During January 2013 the railway society's ambitions that, one day, trains will again run all the way from Alston to Haltwhistle moved a couple of steps closer. British Railways Board (Residuary) Ltd. improved upon and changed an earlier offer that now transfers a 7 m wide strip of land to the society. The land runs parallel to the Alston bay platform at Haltwhistle mainline station and provides sufficient space for proper station and run-round facilities for narrow-gauge trains. This important step allows the society to approach Network Rail for agreement to use its land alongside the platform and the platform itself. Additionally a small parcel of land that allows access to the station area from the Alston Arches Viaduct will be made available to the railway society.

In early February, the South Tynedale Railway joined the Heritage Skills Initiative and an engineering skills trainee will join the South Tynedale's mainly volunteer workforce in March. The one-year project is in partnership with the North of England Civic Trust backed by a bursary and supported by the Heritage Lottery Fund. The scheme is specifically aimed at overcoming skills shortages in traditional engineering crafts. The new trainee will work alongside the railway's skilled volunteer engineers looking after the railway's locomotives and rolling stock. The new member of the railway's team concentrated on developing a new works train to support the STR's specialist permanent way team as they prepared for work on the 1+1/4 mi extension from Lintley Halt to Slaggyford. The opening of the new extension was delayed, and finally opened in June 2018.

At the Annual General Meeting in November 2013 the railway society's chairman signed agreements that handed responsibility for the viaducts at Lambley and Haltwhistle to the society. They were formerly owned by the now defunct North Pennine Heritage Trust. This important acquisition lays down further building blocks towards the society's aim to eventually reopen the full length of the branch line.

On 4 February 2014 the STR announced a £5.5 million development project that includes just over £4.2 million awarded by the Heritage Lottery Fund.(source HLF and STR press information releases).

===2020 closure and administration===
The railway did not operate at all during 2020 due to the COVID-19 pandemic and in September 2020 the operating company, South Tynedale Railway Ltd, went into administration.
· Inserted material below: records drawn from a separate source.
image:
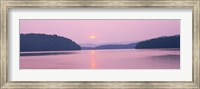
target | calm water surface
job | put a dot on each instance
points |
(102, 59)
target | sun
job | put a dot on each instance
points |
(92, 37)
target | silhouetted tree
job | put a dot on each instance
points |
(43, 42)
(161, 42)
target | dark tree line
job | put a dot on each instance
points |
(43, 42)
(161, 42)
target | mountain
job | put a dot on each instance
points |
(161, 42)
(43, 42)
(112, 46)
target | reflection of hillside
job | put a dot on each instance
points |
(161, 42)
(43, 42)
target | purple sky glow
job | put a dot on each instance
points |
(105, 31)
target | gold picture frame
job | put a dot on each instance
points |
(4, 44)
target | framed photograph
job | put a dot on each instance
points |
(116, 44)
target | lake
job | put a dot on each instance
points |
(102, 59)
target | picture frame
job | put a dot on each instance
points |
(4, 43)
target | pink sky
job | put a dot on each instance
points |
(105, 31)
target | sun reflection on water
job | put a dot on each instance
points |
(93, 59)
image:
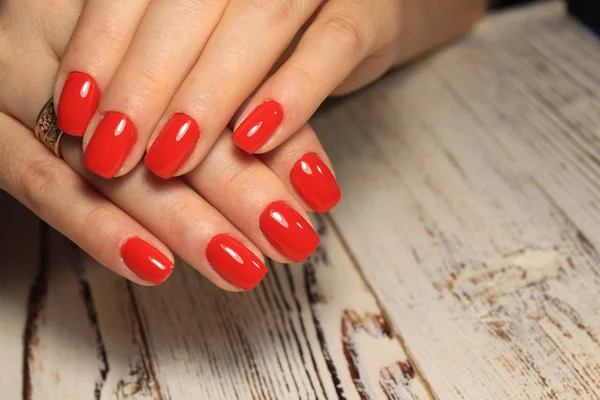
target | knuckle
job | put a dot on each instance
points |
(349, 31)
(96, 218)
(182, 219)
(38, 182)
(151, 78)
(304, 79)
(237, 179)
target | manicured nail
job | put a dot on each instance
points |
(259, 126)
(77, 104)
(315, 183)
(235, 262)
(110, 145)
(173, 146)
(146, 261)
(288, 232)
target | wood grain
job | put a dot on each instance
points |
(485, 250)
(462, 263)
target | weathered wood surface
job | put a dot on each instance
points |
(461, 264)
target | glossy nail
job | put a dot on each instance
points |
(173, 146)
(146, 261)
(315, 183)
(235, 262)
(288, 232)
(77, 104)
(259, 126)
(110, 145)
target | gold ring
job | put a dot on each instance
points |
(46, 128)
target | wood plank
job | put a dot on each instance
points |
(309, 331)
(485, 271)
(80, 350)
(20, 249)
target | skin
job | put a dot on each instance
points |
(217, 60)
(180, 214)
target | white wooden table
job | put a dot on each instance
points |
(462, 263)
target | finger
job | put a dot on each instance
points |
(168, 42)
(249, 39)
(343, 34)
(60, 197)
(101, 38)
(190, 226)
(303, 166)
(255, 200)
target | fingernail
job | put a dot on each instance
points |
(146, 261)
(235, 262)
(173, 146)
(110, 145)
(77, 104)
(259, 126)
(315, 183)
(288, 232)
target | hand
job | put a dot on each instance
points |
(219, 217)
(172, 74)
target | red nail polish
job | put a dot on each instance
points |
(315, 183)
(110, 145)
(235, 262)
(291, 234)
(173, 146)
(77, 104)
(259, 126)
(146, 261)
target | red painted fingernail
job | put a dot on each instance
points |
(315, 183)
(77, 104)
(291, 234)
(110, 145)
(235, 262)
(259, 126)
(173, 146)
(146, 261)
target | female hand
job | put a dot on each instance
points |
(219, 217)
(173, 73)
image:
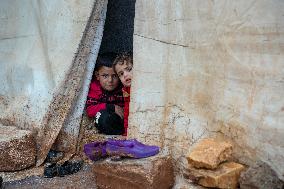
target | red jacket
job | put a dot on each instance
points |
(126, 95)
(99, 99)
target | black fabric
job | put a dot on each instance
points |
(110, 123)
(119, 26)
(110, 107)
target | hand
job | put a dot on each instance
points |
(119, 111)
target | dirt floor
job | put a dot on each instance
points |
(82, 179)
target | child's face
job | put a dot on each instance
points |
(107, 78)
(124, 72)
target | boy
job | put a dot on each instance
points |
(123, 67)
(105, 100)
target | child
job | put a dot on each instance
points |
(123, 67)
(105, 100)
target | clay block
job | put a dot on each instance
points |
(151, 173)
(225, 176)
(209, 153)
(17, 149)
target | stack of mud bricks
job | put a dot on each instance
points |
(148, 173)
(209, 165)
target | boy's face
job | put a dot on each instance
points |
(124, 72)
(107, 78)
The attraction was awarded emergency funding from the Government, and resumed operations in July 2021, initially at weekends only.

==Stations==

| Point | Coordinates (Links to map resources) | OS Grid Ref | Notes |
|---|---|---|---|
| Alston | 54°48′54″N 2°26′31″W﻿ / ﻿54.815°N 2.442°W | NY7159846782 |  |
| Kirkhaugh | 54°50′25″N 2°28′29″W﻿ / ﻿54.84033°N 2.47479°W | NY6951049614 |  |
| Lintley Halt | 54°51′13″N 2°29′18″W﻿ / ﻿54.8536°N 2.4882°W | NY6866051097 |  |
| Slaggyford | 54°51′55″N 2°30′23″W﻿ / ﻿54.8653°N 2.5065°W | NY6749452407 |  |

==Locomotives==

===Steam===
- Nakło – Polish built No. 10 of 1957 – in ticket and operational, restoration completed 2025.
- Green Dragon – Hunslet No. 16 of 1937 – in ticket and operational, restoration completed in 2018.
- Barber – Thomas Green & Son No. 441 of 1908 – awaiting overhaul

===Diesel===
- Naworth Hudswell Clarke No. 4 of 1952 – operational.
- Hunslet No. 9 of 1952 – operational.
- Cumbria Hunslet No. 11 of 1967 – operational.
- Old Rusty Hudswell Clarke No. 18 of 1961 – operational.

===Battery===
- Carlisle Clayton No 21 – operational.
- Newcastle Clayton No 22 – operational.

===Former locomotives===
- Thomas Edmondson – Henschel No. 6 of 1918 – (Returned to Germany)
- MLR Class ML 740 – Orenstein & Koppel No. 2343 of 1907 – Moved to Darnell Locomotive and Railway Heritage Group.
- NG25 Baguley-Drewry No. 3704 of 1973 – Not on railway website.

==Passenger rolling stock==

Trains are made up daily depending on predicted passenger numbers. There are four all-steel open-ended gallery coaches built by a contractor in Alston, two wooden-bodied coaches and two brake vans constructed in the railway workshops. Additions to the fleet in 2011 were an all-steel buffet coach, originally built by Gloucester Carriage and Wagon for Sierra Leone Railways, and re-gauged from to for use at Alston, and a re-gauged former Romanian steel coach now converted to be fully accessible for disabled passengers.